Digging deeper into the question, Schwartz explained that markets have largely digested what is known as the “10/30 tariff framework.” That framework refers to a 10% general tariff level across the board and 30% on Chinese imports. While that structure has become the new baseline, there are key deadlines ahead. For example, the July 9 expiration of certain exemptions, which could reset investor expectations and global supply chain dynamics.
He noted the deep entwinement of global investing and geopolitics, referencing ripple effects from NATO defense demands, U.S.-China tensions, and fragmented trade negotiations. These macro developments could either disrupt or accelerate investor interest in non-U.S. markets, depending on how they evolve.
“All of this is interconnected,” he said. He suggested that political developments could either dampen or accelerate global investment opportunities depending on how trade and defense align.
Japan & Emerging Markets Stand Out
When the session polled participants about regions of interest for the second half of the year, responses were nearly split between U.S. and emerging markets.
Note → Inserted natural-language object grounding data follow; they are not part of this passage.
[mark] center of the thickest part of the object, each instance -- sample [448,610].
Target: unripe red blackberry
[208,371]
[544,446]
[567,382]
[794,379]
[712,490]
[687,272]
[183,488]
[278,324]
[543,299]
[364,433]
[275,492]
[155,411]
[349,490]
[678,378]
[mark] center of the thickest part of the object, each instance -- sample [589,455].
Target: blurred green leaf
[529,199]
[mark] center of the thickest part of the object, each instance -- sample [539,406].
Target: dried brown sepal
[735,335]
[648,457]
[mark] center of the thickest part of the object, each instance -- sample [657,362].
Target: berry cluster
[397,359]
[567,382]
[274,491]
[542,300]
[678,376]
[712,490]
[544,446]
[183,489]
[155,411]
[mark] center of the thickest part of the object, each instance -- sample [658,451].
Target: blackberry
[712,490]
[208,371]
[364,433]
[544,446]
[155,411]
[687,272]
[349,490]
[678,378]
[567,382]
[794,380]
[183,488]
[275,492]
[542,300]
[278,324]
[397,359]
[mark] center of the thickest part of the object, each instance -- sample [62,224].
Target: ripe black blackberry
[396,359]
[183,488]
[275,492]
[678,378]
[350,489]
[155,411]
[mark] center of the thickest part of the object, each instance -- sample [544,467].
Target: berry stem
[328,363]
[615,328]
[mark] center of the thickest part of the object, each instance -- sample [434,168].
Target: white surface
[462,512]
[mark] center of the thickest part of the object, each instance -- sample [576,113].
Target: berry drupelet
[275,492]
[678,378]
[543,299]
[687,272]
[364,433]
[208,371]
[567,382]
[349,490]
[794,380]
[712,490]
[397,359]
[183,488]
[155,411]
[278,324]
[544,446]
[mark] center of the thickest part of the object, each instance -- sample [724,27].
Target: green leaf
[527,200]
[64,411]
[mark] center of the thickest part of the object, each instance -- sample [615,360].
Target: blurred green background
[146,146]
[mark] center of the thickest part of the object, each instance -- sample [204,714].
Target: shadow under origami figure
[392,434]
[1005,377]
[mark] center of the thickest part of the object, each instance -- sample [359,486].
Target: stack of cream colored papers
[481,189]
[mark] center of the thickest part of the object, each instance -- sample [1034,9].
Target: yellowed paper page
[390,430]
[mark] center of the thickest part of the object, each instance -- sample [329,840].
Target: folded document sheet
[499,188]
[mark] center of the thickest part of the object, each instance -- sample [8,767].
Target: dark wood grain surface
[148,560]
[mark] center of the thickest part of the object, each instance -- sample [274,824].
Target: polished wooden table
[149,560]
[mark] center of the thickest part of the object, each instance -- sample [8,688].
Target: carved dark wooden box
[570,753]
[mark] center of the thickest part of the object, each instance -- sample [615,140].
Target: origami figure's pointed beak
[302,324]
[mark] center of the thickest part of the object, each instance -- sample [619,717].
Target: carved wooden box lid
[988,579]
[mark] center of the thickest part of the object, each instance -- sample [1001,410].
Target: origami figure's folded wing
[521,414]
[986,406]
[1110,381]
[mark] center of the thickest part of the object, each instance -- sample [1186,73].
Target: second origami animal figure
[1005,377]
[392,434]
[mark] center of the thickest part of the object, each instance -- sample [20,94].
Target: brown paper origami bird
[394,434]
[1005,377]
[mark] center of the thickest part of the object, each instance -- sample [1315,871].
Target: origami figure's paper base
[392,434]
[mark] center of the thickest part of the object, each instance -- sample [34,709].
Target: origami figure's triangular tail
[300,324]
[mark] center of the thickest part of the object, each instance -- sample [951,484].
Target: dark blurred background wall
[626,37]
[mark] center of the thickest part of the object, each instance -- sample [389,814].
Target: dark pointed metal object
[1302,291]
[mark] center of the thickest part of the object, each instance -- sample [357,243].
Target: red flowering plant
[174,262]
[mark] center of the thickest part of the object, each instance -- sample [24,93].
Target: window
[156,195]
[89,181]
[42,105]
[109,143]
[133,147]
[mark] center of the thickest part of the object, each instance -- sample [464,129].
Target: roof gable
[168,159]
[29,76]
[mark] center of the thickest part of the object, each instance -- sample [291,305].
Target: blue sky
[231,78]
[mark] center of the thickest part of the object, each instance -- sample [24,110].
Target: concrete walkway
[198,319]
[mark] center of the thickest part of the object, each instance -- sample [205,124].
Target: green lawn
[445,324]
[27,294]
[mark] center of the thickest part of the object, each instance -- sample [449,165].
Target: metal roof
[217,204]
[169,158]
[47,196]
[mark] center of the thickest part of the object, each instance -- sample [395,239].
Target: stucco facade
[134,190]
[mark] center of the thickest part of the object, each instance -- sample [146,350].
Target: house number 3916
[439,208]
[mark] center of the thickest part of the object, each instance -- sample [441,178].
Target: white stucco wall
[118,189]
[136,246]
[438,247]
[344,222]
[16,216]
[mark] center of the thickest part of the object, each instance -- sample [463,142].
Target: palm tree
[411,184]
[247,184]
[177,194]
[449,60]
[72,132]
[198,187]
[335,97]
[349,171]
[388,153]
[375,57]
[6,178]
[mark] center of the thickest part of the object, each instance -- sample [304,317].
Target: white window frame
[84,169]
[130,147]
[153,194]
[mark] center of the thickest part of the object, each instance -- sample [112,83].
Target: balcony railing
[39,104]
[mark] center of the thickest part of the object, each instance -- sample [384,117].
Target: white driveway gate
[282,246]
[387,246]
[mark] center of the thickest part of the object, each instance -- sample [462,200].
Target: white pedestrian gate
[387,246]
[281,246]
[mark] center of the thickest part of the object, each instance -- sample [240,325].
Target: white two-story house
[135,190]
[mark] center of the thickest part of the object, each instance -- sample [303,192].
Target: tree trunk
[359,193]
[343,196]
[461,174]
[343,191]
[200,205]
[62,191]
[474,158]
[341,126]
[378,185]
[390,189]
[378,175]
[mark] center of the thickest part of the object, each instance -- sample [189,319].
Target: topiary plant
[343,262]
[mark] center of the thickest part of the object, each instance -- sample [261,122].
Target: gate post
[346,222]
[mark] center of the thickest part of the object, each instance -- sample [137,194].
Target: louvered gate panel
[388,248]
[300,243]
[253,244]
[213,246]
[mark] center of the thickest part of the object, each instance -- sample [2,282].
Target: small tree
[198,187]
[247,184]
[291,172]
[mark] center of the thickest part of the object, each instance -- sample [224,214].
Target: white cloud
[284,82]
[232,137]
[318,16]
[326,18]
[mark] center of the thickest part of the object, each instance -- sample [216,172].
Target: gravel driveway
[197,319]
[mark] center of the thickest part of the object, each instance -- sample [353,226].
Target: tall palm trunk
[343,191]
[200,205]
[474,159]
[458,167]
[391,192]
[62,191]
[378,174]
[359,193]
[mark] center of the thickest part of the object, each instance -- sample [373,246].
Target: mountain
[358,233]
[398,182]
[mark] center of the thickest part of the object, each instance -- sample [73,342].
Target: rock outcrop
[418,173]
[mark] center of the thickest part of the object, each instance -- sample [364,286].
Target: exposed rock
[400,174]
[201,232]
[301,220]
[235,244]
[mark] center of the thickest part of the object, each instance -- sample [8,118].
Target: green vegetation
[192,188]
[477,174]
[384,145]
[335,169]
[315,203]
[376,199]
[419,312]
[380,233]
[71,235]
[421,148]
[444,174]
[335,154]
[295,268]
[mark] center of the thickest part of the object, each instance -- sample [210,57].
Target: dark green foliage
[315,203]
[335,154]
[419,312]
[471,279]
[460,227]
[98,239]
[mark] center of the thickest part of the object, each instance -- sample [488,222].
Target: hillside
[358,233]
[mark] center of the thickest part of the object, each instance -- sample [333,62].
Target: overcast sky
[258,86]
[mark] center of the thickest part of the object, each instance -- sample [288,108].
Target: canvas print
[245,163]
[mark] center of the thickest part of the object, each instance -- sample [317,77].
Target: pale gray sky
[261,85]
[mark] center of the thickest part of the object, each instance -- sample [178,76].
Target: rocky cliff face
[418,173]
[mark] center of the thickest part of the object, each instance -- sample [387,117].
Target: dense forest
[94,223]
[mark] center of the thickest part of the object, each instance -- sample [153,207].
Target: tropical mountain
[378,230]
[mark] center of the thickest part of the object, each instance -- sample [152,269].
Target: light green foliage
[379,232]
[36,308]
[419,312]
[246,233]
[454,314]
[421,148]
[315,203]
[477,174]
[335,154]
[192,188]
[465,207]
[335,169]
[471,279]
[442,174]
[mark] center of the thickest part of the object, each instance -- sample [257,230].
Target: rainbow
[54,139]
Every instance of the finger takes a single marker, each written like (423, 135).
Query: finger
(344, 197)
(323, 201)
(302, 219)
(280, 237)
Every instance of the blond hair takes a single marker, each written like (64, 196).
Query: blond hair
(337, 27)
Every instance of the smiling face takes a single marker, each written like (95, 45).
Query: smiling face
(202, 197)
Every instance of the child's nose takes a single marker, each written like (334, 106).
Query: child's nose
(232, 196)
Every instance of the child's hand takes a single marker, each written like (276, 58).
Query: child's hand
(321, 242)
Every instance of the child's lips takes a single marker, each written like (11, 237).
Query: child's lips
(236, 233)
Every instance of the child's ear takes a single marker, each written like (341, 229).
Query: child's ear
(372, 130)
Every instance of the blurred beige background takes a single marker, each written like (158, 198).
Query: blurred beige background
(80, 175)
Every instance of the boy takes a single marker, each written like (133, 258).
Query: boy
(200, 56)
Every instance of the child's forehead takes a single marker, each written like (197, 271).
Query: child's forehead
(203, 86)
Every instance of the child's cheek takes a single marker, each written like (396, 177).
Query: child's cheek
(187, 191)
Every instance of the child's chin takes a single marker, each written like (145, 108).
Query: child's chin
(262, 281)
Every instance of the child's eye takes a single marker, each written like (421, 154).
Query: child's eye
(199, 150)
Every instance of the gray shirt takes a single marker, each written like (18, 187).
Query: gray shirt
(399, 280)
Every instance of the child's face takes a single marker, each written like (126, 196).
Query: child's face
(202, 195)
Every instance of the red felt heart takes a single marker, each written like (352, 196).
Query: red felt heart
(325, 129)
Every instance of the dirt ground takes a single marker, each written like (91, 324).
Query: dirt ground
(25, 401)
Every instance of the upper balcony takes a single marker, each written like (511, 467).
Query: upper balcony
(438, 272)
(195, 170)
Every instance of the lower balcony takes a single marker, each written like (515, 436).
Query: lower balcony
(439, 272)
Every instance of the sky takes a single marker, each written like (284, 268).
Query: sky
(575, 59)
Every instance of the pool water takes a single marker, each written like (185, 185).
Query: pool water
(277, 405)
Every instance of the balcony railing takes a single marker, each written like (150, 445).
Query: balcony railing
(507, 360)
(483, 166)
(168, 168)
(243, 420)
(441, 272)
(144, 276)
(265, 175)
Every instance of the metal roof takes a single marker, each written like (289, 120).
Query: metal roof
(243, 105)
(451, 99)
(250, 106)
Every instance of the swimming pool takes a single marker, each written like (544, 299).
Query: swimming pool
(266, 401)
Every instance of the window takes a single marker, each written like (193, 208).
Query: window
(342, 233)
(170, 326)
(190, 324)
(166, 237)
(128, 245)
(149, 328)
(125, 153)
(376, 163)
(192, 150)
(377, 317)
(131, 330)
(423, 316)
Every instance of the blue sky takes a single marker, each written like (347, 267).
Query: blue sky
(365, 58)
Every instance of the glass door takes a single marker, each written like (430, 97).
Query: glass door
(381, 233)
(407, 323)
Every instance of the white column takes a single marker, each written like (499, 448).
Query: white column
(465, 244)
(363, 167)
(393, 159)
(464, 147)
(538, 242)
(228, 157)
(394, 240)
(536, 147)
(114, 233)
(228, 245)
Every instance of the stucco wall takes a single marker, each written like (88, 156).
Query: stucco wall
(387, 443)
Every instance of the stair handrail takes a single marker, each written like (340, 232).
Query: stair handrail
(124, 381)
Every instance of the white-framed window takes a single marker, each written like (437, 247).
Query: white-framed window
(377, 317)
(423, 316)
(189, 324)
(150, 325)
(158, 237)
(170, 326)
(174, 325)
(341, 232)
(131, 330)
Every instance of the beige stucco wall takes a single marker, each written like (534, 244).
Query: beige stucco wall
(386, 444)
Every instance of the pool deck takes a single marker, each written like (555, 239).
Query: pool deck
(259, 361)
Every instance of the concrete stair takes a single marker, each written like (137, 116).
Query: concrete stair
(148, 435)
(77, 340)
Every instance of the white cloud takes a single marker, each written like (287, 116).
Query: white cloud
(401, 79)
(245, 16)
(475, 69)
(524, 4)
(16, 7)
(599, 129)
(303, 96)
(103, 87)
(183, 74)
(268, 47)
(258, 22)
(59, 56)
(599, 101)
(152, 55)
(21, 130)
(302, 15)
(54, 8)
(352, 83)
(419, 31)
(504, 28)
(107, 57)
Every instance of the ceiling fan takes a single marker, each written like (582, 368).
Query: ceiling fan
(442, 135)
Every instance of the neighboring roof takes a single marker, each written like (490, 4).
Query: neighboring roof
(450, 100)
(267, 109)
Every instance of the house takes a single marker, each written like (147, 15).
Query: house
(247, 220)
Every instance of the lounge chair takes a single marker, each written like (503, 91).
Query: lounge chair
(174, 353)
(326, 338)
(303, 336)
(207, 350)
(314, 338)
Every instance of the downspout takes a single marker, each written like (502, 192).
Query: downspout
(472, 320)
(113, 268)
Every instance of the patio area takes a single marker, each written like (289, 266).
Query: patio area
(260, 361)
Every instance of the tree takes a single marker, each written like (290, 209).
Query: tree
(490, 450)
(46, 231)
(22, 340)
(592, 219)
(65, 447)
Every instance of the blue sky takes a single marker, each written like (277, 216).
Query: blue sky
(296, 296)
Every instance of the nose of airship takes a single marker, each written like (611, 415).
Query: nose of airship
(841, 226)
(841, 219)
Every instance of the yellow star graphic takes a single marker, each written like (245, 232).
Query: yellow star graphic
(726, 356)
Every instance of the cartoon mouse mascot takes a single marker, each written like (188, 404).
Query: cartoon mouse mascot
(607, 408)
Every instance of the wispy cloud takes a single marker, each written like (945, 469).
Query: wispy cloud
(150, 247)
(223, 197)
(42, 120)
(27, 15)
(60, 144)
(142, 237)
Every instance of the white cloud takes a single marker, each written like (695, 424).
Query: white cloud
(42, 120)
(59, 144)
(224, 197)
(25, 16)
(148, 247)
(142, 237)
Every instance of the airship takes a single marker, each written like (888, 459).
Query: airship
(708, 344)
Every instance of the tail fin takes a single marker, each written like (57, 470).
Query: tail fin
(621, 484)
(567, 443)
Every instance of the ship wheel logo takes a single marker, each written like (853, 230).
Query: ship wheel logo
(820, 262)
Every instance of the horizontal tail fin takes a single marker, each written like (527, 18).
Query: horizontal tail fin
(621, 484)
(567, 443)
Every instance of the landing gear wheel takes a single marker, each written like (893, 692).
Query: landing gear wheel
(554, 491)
Japan trailed in the results. But both panelists viewed that as a contrarian opportunity.
Japan has seen significant progress in corporate governance, with rising dividends and buybacks. Schwartz highlighted Warren Buffett’s investment in Japanese trading firms as a key signal. He announced that WisdomTree is launching a Japan Opportunities ETF that emphasizes these companies. The firm already offers the $3.4 billion WisdomTree Japan Hedged Equity Fund (DXJ ) and the nearly $80 million WisdomTree Japan Hedged SmallCap Equity Fund (DXJS ).
The panel also spotlighted emerging markets. Wasatch’s Powers noted that the asset class has underperformed for years. However, it now benefits from favorable currency trends, stimulus efforts, and low valuations. He also highlighted the potential of locally oriented developed market companies, which are less exposed to trade friction.
Managing Currency Risk in a Global Portfolio
Currency exposure remains a major factor in international investing.
Next Murphy turned the conversation to the currency aspect. She noted that this often overlooked factor is increasingly consequential in a globally connected market. Schwartz cautioned that many investors unknowingly double down on risk by remaining unhedged.
“I’ve often described that currency is a bet,” he said. “You know, sometimes the bet pays off. Sometimes it doesn’t pay off.” Additionally, he pointed out that a weak dollar may help earnings today, but could shift quickly.
Schwartz also discussed how many investors lack sufficient strong-dollar exposure in their portfolios and often underestimate how currency movements affect returns. Powers echoed this view, stating that while Wasatch doesn’t forecast currencies, they aim to stay diversified and focus on fundamentals.
WisdomTree Funds Target Global Opportunity
The conversation concluded with both firms presenting strategies for navigating the second half of the year.
Schwartz emphasizes that India and Japan remain WisdomTree’s top long-term international ideas, representing complementary growth and value opportunities.
Schwartz highlighted two WisdomTree ETFs designed to capitalize on global shifts: the WisdomTree European Opportunities Fund (OPPE) and the WisdomTree India Earnings Fund (EPI ). OPPE focuses on high shareholder yield and macro exposure to NATO defense and fiscal transformation across Europe. He noted that the fund offers exposure to companies well-positioned for geopolitical change. It is currently trading at a discount relative to global markets.
Additionally, EPI’s core strategy focuses on managing valuation risk while capturing India’s structural growth.